Lok Sabha Speaker seeks to stall EU debate on CAA

Letter to EU Parliament chief says it is ‘inappropriate for one legislature to pass judgment on another’

January 27, 2020 10:49 pm | Updated November 28, 2021 12:21 pm IST - NEW DELHI

Speaker Om Birla. File photo courtesy: LSTV/PTI

Speaker Om Birla. File photo courtesy: LSTV/PTI

Concerned by the European Parliament’s decision to discuss six resolutions on the Citizenship (Amendment) Act (CAA), 2019, and the situation in Jammu and Kashmir, Lok Sabha Speaker Om Birla has written to its President David Sassoli, “urging” him to reconsider the resolutions critical of India.

 

“As members of the Inter Parliamentary Union, we should respect the sovereign processes of fellow legislatures, especially in democracies,” Mr. Birla wrote in the letter, adding that it was “inappropriate for one legislature to pass judgment on another”.

The government also came out sharply against the EU Parliament’s decision to discuss the Citizenship Amendment Act, with Minister of Law and Justice Ravi Shankar Prasad dismissing the resolutions critical of India as driven by “Left Parties,” and reiterated the law was India’s “internal matter”.

“Lots of Left parties [at the EU Parliament] have sought this resolution and our External Affairs Minister will engage with them and explain our position,” Mr.

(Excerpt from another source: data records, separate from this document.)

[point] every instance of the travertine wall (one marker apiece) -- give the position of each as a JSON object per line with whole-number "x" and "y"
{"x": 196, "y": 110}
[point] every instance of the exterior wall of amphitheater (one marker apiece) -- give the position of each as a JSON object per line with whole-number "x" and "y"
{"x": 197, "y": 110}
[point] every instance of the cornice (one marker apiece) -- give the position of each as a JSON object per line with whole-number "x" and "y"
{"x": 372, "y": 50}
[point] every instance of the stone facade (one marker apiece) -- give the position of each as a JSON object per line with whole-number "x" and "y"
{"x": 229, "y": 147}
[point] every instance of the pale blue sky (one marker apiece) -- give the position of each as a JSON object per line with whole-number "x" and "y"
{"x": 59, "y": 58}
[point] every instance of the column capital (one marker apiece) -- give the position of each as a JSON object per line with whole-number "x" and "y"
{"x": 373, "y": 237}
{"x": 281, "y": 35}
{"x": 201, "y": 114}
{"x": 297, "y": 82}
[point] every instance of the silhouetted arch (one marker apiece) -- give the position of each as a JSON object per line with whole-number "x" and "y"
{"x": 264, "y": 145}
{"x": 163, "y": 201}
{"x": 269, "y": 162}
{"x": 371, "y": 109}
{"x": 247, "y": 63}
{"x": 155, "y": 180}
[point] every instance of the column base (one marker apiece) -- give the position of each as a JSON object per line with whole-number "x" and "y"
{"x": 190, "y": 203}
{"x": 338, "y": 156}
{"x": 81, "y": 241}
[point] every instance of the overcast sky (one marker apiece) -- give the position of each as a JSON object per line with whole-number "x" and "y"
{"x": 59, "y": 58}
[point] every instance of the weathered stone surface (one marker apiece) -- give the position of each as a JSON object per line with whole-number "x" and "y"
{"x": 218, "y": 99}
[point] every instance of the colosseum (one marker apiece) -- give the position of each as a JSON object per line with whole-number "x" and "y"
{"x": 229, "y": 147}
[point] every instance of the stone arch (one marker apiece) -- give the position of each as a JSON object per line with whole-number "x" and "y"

Prasad said on Monday, accusing the MEPs of not being “objective”.

The MEA has made no official comment on the draft resolutions, which are backed by six political groups, representing 626 MEPs of the total Parliament strength of 751. While the harshest resolution, invoking the UN Security Council on Kashmir, indeed comes from the “Left-leaning” European United Left/Nordic Green Left group (GUE/NGL); the largest number of MPs belong to the centre-right European People's Party, (EPP) and the centrist Progressive Alliance of Socialists and Democrats in the European Parliament, S&D.

In addition, at least six to seven of the MEPs, who had been invited to visit Jammu and Kashmir in October 2019 by the government, are members of centrist and right-leaning groups like Renew and European Conservatives and Reformists Group (ECR), which have also tabled resolutions against the government’s actions over the CAA and Article 370.

 

Distancing itself from the outcome of the resolutions to be debated and voted on later this week, the European Union’s Foreign office said it did not represent the official EU position.

“It is important to recall that these texts are only drafts tabled by various political groups in the European Parliament. Let me also remind you that the opinions expressed by the European Parliament and its Members do not represent the official position of the European Union,” Virginie Battu-Henriksson, EU Spokesperson for Foreign Affairs and Security Policy responded to specific questions from The Hindu .

A French diplomatic source also said Paris continues to believe the CAA is “India’s internal political matter”, and the European Parliament is “an institution independent of Member States and the European Commission.”

However, Ms. Henriksson declined to respond to a question about the government’s call for the EU Parliament to rethink its decision to discuss the CAA.